The main case in this book is a missing child, the son of an Aryan Brotherhood leader, which is a stronger theme (and larger role) than in the first installment. He has a disagreement with his best friend that may have long term detrimental consequences; he makes up with his wife, but will it stick?; we learn a bit more about black history in rural Texas. There's lots going on beyond just the solving of a case.
"But a gulf had opened up between them. After twenty-some years of friendship, had race finally dumped a swamp of quicksand at their feet, making it impossible for either man to reach the other without the threat of losing himself in the process? Or were they just doing their jobs the best way they knew how?”
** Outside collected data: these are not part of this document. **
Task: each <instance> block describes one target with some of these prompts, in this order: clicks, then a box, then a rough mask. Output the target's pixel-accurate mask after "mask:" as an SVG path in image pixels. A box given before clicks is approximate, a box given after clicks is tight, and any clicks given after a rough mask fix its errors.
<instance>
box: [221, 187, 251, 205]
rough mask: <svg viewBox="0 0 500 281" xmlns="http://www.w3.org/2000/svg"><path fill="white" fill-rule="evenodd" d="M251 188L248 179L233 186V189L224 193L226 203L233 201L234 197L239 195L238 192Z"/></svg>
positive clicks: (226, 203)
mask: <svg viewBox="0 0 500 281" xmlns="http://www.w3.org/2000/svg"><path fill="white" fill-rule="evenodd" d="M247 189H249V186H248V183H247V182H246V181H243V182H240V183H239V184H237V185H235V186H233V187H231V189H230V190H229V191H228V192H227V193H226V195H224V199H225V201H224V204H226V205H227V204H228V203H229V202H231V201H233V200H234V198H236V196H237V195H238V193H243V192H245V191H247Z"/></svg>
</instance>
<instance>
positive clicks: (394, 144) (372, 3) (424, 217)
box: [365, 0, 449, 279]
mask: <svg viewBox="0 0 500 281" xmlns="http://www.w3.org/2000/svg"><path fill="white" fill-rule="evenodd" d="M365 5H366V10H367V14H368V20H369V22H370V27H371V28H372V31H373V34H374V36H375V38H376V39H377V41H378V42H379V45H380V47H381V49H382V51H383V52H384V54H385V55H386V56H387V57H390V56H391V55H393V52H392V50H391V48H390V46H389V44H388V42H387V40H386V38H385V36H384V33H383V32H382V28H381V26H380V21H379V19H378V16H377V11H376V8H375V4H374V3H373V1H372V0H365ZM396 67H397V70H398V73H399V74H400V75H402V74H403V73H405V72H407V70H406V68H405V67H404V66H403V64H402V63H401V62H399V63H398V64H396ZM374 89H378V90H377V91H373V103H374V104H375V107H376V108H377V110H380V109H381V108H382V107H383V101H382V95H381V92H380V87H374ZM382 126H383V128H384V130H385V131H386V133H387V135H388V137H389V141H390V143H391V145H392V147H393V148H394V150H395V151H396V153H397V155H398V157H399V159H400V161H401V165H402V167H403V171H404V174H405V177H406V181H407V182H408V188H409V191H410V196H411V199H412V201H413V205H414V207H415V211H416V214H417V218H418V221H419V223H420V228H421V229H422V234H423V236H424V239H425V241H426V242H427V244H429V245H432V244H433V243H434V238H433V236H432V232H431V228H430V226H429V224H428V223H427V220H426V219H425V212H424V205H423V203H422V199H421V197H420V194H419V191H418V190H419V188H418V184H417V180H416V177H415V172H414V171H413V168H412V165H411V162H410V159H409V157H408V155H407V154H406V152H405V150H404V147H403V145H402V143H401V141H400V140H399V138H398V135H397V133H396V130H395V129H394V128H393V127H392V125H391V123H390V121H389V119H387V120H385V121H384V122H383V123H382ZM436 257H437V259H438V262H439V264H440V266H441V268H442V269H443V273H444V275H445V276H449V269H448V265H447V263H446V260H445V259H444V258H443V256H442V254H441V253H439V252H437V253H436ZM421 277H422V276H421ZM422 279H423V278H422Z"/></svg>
Locke is excellent at handling racism with all its faces and doling out tidbits about Darren and his character that keep me riveted. She also is very good at describing Texas so evocatively and even making it sound pretty (in my mind, it's never pretty!).
"Darren pictured the blond boy in the photo, tried to quantify in his mind the amount of grace owed a child, one who was merely copying the grown men around him. And that's all it was, wasn't it? He hated to think the country was growing racists like bumper crops, full of piss and venom, as bitter as the dirt from which they came. Surely Levi King deserved the benefit of the doubt. Didn't he? Did Darren really want to live in a world in which a nine-year-old wasn't worth his hope?"
I didn't mark this quote myself but saw it online. He's referring to the missing boy that's the focus of the current case. The story takes place early in Trump's administration and there are little comments here and there during the story that connect the fictional events to actual political events. Subtle, but it's there.
I listened to this on my commute and couldn't wait to get back in the car; there was a good narrator - he had the southern drawl accent down and was able to change it up enough that picking up on the different characters was easy. I enjoyed listening to this excellent story.